Oct. 7 no excuse to ‘dehumanize’ Gazans, Blinken warns Israel

Claiming that most Gazans are innocent civilians, Blinken glossed over testimony from hostages that locals aided and abetted Hamas terrorists holding them captive.

By World Israel News Staff

Secretary of State Antony Blinken warned Israel that the massacres on October 7th are not “a license to dehumanize” Gazans during a press conference in Tel Aviv on Wednesday evening.

Blinken’s remarks were aimed at the ongoing IDF campaign to oust the Hamas terror group from power in the Gaza Strip.

“Israelis were dehumanized in the most horrific way on October 7th. The hostages have been dehumanized every day since. But that cannot be a license to dehumanize others,” Blinken said.
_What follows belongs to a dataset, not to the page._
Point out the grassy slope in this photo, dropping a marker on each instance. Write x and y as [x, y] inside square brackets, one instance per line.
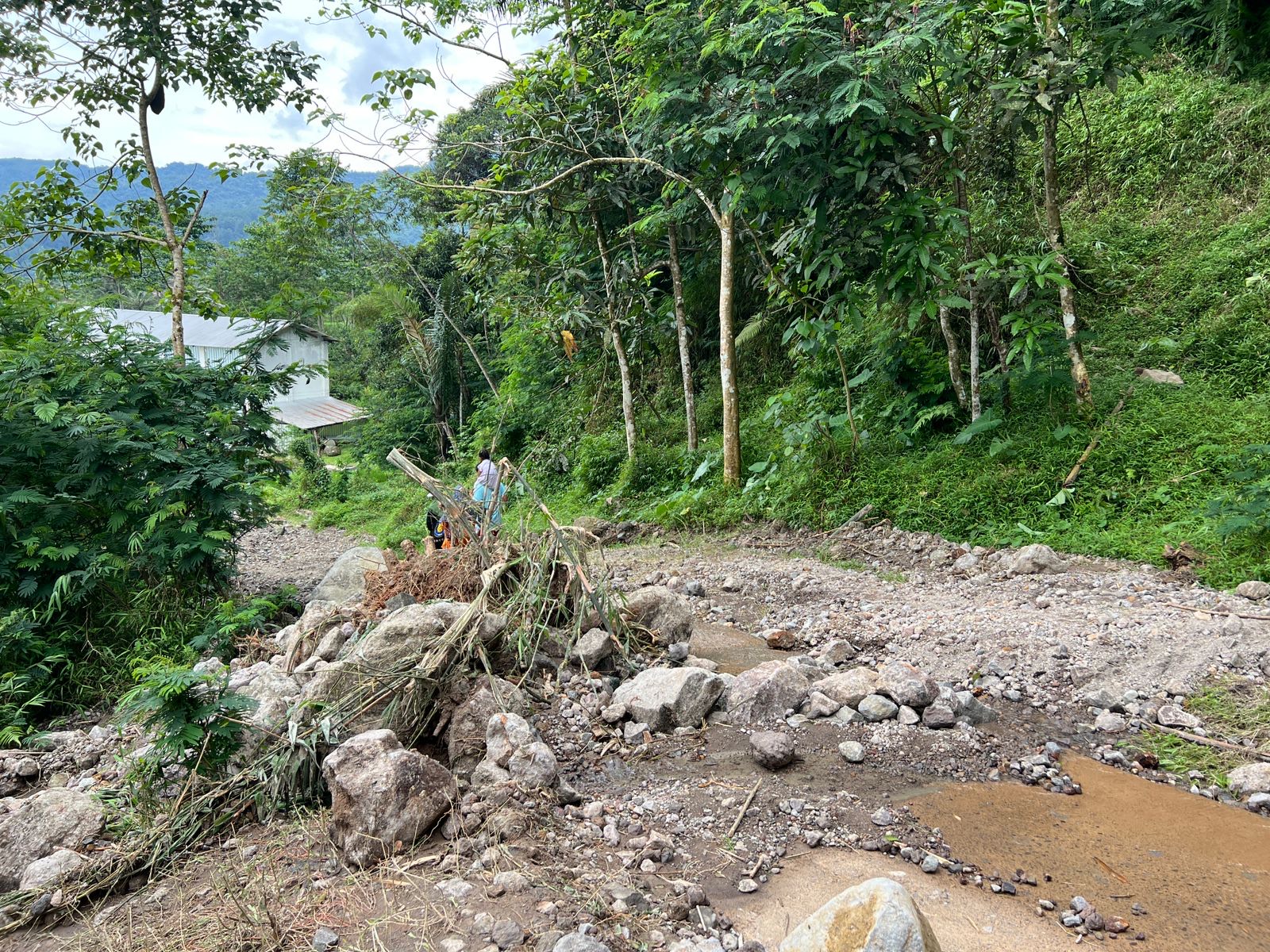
[1170, 217]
“The overwhelming majority of people in Gaza had nothing to do with the attacks of October 7th, and the families in Gaza whose survival depends on deliveries of aid from Israel are just like our families,” the Secretary of State continued.

“They’re mothers and fathers, sons and daughters – want to earn a decent living, send their kids to school, have a normal life. That’s who they are; that’s what they want. And we cannot, we must not lose sight of that.”

Notably, Blinken did not acknowledge numerous accounts from freed hostages that Gazan civilians aided and abetted their Hamas captors.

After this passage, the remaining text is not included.